I've owned (and sold) some pretty crappy mid-'80's digital transfers of early jazz recordings that were pretty nasty...most recently, I was bummed out by a two-disc Ellington CD set that sounded as if the soul of the music had been forcibly wrenched out.

The worst case of bad digital transferring was evident in a set of Greek rebetica recordings transcribed from '78's and metal discs from the early part of the century. Intolerable...sounded like you were listening to a TV speaker playing from another room. Granted this is a tough task, but I own a few discs of music from this vintage that are actually quite nice. I imagine that you just have to CARE about the music you're processing to do it justice.
Will....Your post raises a whole other issue. What is a choral sound? Mr.
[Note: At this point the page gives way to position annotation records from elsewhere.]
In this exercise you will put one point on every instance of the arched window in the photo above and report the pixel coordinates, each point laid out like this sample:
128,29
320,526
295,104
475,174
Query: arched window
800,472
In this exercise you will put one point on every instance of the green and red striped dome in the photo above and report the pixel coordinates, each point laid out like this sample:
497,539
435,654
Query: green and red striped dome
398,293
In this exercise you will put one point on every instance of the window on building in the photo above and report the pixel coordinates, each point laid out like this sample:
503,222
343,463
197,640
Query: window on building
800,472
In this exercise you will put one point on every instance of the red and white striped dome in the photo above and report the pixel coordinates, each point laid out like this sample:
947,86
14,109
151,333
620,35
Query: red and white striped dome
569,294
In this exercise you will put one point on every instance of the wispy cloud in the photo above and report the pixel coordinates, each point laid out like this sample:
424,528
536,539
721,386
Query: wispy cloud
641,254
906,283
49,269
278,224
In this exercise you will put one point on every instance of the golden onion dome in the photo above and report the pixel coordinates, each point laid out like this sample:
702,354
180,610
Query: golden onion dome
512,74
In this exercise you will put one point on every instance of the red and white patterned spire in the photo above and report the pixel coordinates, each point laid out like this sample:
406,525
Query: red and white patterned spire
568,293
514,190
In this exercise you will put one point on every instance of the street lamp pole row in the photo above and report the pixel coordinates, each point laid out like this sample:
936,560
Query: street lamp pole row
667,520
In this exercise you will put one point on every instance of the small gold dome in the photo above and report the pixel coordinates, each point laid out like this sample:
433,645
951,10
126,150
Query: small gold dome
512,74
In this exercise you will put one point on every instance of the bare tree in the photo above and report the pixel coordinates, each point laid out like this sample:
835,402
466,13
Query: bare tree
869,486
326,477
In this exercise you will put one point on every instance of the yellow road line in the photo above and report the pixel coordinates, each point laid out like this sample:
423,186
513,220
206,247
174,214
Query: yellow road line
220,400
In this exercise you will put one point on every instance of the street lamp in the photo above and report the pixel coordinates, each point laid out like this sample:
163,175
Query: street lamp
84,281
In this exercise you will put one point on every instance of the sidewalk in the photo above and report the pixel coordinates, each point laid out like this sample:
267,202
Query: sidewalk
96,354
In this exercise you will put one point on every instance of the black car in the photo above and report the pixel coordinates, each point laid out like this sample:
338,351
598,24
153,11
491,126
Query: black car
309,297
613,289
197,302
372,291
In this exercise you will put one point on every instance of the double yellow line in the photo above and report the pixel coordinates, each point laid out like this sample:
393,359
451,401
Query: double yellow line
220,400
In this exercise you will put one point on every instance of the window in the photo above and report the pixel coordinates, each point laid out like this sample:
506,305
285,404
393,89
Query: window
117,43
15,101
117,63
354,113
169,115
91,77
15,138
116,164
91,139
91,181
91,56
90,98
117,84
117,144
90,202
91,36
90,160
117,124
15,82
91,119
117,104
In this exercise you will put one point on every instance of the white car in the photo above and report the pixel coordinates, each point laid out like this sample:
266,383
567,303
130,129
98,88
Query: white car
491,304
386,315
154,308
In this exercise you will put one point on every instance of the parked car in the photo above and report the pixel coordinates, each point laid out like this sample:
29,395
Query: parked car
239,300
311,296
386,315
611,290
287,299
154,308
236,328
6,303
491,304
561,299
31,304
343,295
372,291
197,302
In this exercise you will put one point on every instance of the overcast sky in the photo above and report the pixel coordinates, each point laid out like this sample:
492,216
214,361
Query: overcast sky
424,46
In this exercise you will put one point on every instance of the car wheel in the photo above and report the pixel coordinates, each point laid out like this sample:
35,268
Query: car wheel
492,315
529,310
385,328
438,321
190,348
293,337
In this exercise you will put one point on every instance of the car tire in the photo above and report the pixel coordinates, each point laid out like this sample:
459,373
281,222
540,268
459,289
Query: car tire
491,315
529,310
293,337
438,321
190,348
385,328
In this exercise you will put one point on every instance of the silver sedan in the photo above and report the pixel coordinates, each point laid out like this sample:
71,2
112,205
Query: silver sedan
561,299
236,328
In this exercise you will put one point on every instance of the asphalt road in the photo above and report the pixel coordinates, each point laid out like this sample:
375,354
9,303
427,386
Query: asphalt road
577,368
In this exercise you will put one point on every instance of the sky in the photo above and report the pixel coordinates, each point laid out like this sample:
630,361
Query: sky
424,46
Shaw always felt a chorus should communicate as one voice.

The hyper detailed recordings popular with a lot of Audiophiles by people like John Elliot Gardner are anything but choral singing. Instead of one voice, Mr Gardner gives us 60+ individual voices singing the same thing at the same time. Mr. Gardner even calls his main group the "English Barogue Soloists"; ie, a large group of individual soloists; not a chorus.